Few folks can come close to saturating a single 1GbE link, averaging around 40-80MB/s.  If you're getting around 80, you're in good company, and "normal," for most of the hundreds of installs I've worked on.

To get higher, you need to do a lot of tuning, but more importantly, you need to have a fast B2D target.

Good luck.  

MkElite
Level 3

Only thing I noticed is that could be off is Windows Defender is currently active on the backup server. Not sure if that will mess with the bandwidth. 

I did test a direct file transfer tp backup server from the location the backup job will access

The transfer was capped to 50% of the 2Gb. That is still much higher than the max of 20% when the same file is backed up on Backup. We have a DellTL2000 with LTO 6 tapes. Anything else you can think of?

Thanks

MkElite
Level 3

Well I at least know that the source can read 60%+ faster when I directly transfer the same file that is being backed up. It transferred at 1gb/s while the backup does does only 300-400mb/s. 

Now I need to figure out how to get the backup to 1gb/s. Will have to figure out what the problem is. Maybe the tapes themselves? an LTO6 tape from dell is advertised as 160mb/s...

Can I configure to write to multiple tapes at once? so half data on one tape and the other half on the next. 

Thanks

MkElite
Level 3
Byte count          : 11,105,197,825,730 bytes
Job rate            : 2,784.18 MB/Min (Byte count of all backup sets divided by Elapsed time for all backup sets)
Files               : 75,079
Directories         : 3,081
Skipped files       : 4
Corrupt files       : 0
Files in use        : 0

That is about 46mb/s avg. 

pkh
Moderator
Moderator
   VIP    Certified

Can I configure to write to multiple tapes at once? so half data on one tape and the other half on the next. 

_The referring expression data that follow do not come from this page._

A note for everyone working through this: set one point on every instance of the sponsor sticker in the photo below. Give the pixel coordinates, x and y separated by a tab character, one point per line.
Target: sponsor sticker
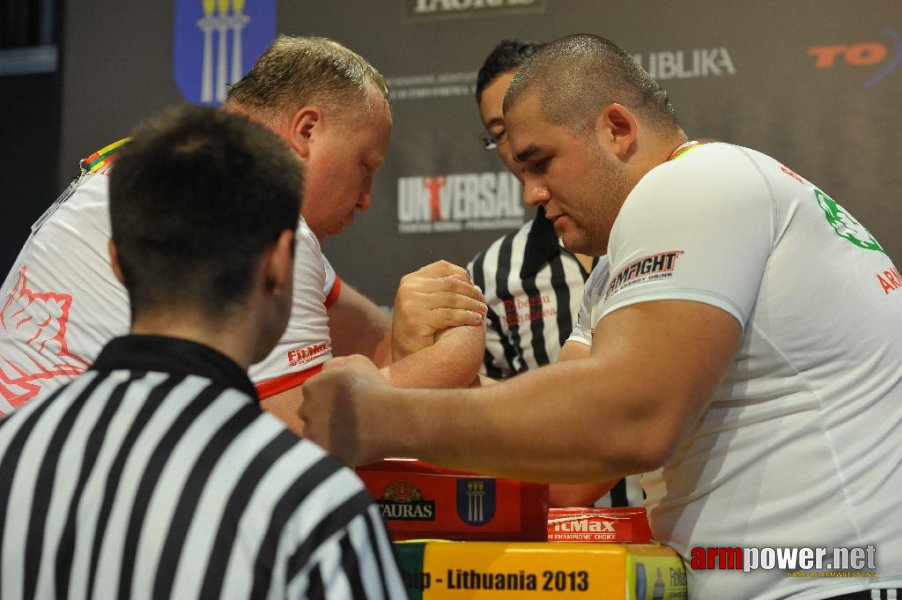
216	42
459	202
648	268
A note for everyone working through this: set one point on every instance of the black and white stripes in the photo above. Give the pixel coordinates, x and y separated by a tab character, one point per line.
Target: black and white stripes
150	484
533	289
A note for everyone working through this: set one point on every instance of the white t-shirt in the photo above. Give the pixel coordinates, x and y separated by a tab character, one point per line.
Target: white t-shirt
799	446
61	303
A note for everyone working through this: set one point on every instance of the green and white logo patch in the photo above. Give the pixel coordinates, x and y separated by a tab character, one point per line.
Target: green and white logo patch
845	225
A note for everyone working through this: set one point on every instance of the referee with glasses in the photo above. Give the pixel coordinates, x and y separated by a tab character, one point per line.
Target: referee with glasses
533	285
156	474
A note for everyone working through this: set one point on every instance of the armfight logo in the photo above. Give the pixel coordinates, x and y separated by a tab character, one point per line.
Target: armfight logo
885	57
459	202
647	268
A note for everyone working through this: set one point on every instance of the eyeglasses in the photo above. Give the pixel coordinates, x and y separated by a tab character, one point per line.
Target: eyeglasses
491	141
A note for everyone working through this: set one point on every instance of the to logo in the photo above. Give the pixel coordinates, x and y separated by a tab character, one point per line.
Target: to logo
217	42
862	54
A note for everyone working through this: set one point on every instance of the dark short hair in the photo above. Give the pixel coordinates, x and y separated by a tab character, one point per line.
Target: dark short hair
508	55
195	199
577	76
295	71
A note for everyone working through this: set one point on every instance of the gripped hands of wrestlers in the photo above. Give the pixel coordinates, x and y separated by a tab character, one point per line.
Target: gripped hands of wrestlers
334	411
432	299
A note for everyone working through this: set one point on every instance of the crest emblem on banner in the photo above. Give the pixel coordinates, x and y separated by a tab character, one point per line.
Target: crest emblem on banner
476	501
216	42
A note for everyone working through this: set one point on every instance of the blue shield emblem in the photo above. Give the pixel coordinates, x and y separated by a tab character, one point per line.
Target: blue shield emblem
216	42
476	501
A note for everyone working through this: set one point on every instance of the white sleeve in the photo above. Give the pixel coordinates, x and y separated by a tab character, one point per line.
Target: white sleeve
699	228
306	343
332	283
593	296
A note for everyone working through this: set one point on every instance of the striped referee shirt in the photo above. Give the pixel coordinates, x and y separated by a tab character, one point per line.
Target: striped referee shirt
533	288
156	475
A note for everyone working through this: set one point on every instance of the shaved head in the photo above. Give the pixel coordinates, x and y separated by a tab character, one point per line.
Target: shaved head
577	76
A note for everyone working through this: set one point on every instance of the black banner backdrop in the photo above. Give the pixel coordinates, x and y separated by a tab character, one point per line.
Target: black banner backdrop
815	83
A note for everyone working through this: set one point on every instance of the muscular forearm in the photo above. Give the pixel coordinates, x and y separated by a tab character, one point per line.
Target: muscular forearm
453	361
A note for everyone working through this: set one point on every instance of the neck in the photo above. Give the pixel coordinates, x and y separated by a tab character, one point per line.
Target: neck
226	336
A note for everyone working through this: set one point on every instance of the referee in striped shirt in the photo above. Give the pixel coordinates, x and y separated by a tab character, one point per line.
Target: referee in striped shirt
533	285
155	474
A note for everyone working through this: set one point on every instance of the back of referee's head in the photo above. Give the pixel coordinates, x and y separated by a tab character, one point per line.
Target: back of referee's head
197	199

No.  BE does not have this facility.  You would need NBU to do this.

NetworkCompany
Level 4

There is no way to increase a single job's bandwidth greater than a single interface even if you bind 20 nics into one using GEC/LACP etc.  If you want more than 1GB/sec with a single backup job, you'll have to go with something like fiberchannel or 10G.

Backing up a single system across gigabit ethernet will never saturate a tape drive.  If the tape ever has to pause or stop, the spinup time throws the maximum throughput right out the window.  The maximum transfer rate across gigabit ethernet is about 130mb/sec.  To achieve that rate, you'd have to backup one huge file.  Multiple small files and pausing/waiting for VSS snapshots and other processing tasks limits the bandwidth even further.

One way to get the most out out of tape, schedule multiple jobs concurrently across multiple interfaces to disk storage, then duplicate disk to tape.  In this scenario, we are able to achieve more than 1GB/sec and by keeping the tape drive streaming I am seing 8000MB/min on an LTO5 drive.

Backup Set Summary
Backed up 1 Shadow Copy Writer(s)
Processed 6,842,060,004,663 bytes in  13 hours,  26 minutes, and  22 seconds.
Throughput rate: 8092 MB/min
Compression Type: Hardware

I can imagine LTO6 would be slightly higher.   This aggravated hybrid approach offers faster backups than backing up individual systems directly to tape.

I suppose it would be possible improve on this by backing up half a server like say the C drive (or VM1) on interface x to disk, then duplicate to tape A while simultaneoulsly backing up drive D (or VM2) on interface y to disk then duplicating to tape B.  Interesting thoughts

rreed2
Level 2

I know this is an old thread but w/ a brand new Dell R430, TL2100, either single 1G NIC or LACP teamed (4) 1G NIC's, exact same experience.  ~300-350Mbp throughput overall, either B2D or B2T, no difference.  We're unable to get it above this speed, backing up VM's w/ the VMware Agent backing up VMDK's (not local windows agents).  Fresh install of Backup Exec 15 w/ all service packs, etc.  Equates to 2.5-2.6GBpm average, same as you.  One "large" 450GB VM does bump that up to 500Mbps throughput, or about 3.5GBpm.  Still unusable if you need to backup 13.7TB of critical data in 29 hours, let alone our overall 30TB of data.  Symantec's overseas support who are clearly just reading from a scripted checklist was a dead end after concluding that our 2.5GBpm/300Mbps was "already better than average."  We've engaged our VAR about what they sold us.